Cluster epidemic makes this outbreak more dangerous
There are several patterns for the spread of infectious disease. Commonly an infection will just spread from one person to another randomly.
However, the spread of Covid-19 represents a cluster epidemic, which is one of the more unusual patterns of spread. This spread is from one group of people to another group of people. Once in a group, their closeness of contact, time spent together, and what they are doing, allows the infection to spread most easily among the group until the infection runs its course and dies out within that group.
Family groups often provide the easiest transmission. The infection, including the Delta variant, has much more difficulty getting from one group of susceptible people to another, but this can occasionally happen from one of the many transient encounters occurring in a socially mixing population.
Therefore, there are two important transmission rates. First, there is the usual person-to-person transmission rate within a group. Second, and most importantly, is the transmission rate from one social group to another. The second transmission rate and the size of the infected networks drives the number of cases that occur.
Therefore, it is the frequency of the occurrence of new sub-clusters relative to the frequency with which sub-clusters are contained or resolved that determines the control of the spread of infection.
The size of a group containing infected members can also make them difficult to completely isolate, and can also produce ongoing cases within the contained group for many weeks. The overall reduction in the number of people infected is determined by the combination of the number and average size of the sub-clusters being prevented and, therefore, the number of new cases can decrease very quickly.
The features of cluster-based infections make them controllable by changes to the way people interact. These methods of control are not effective against many other infections, such as measles, that are so infectious they do not stay in groups of people for very long and spread widely before symptoms occur.
The infection of Covid is greatly weakened by limiting contact between social groups through lockdowns, the rapid identification of contacts, and the isolation of all members of infected groups before any member has spread the infection to another group. Isolation of people and their contacts can also occur if they are being sought by the police.
At the beginning of the latest level 4 lockdown in Auckland there were seven sub-clusters generating the cases reported. The level 4 lockdown produced a reduction to 8-10 new cases a day.

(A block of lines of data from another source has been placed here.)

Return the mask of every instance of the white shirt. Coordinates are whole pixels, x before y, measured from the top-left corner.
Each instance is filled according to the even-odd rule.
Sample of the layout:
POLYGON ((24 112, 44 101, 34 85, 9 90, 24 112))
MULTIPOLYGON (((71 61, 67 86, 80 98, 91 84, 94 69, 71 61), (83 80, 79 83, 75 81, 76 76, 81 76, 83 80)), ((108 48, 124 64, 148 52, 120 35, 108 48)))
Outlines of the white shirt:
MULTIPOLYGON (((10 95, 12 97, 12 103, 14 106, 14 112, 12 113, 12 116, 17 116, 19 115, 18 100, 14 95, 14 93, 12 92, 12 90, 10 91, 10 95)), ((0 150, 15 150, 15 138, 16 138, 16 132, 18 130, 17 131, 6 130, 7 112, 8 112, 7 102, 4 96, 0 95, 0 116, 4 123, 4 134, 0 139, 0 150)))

Since easing to level 3, the number of new cases hovered around 50 a day for over a week, with about the same number of sub-clusters. This effect on case numbers suggests that level 4 was about five times more effective in combating infection than level 3.
The minimal change in the number of sub-clusters indicates that the sub-cluster replacement ratio is currently about 1. That is, for every sub-cluster contained or resolved each week, a new subcluster has formed. This dangerous situation has persisted, and now two large sub-clusters are making significant demands on the contact tracing and isolation workforce.
A sub-cluster replacement ratio of 1 also indicates that we may still be able to control this outbreak. The next six weeks will be crucial.
From what has happened in Melbourne, Singapore, and the UK, about 8000 cases of Covid and numerous deaths in Auckland have likely been prevented by the contact tracing and isolation workforce over the past two months. This ongoing contact tracing workforce, although it might be seen as expensive, is vital for the control of the infection.
Vaccination reduces the frequency of sub-clusters of infection, but the size of outbreaks is less able to be controlled by it. That is because the proportion of people vaccinated within each group is likely to vary considerably and, once infection is introduced, it tends to run its course until it finds no new susceptible people in the isolated group and dies out.
Therefore, the effectiveness of vaccination may be determined by the groups with the lowest rates of vaccination and not the overall national average vaccination rate. Vaccination may greatly reduce the transmission rate between groups, and produce a rapid reduction in the cases, but this is likely to be influenced by the size of social groups and the rate at which they mix.
Therefore, vaccination of the young, especially those in the interactive educational environment, will be an important step in the control of the infection.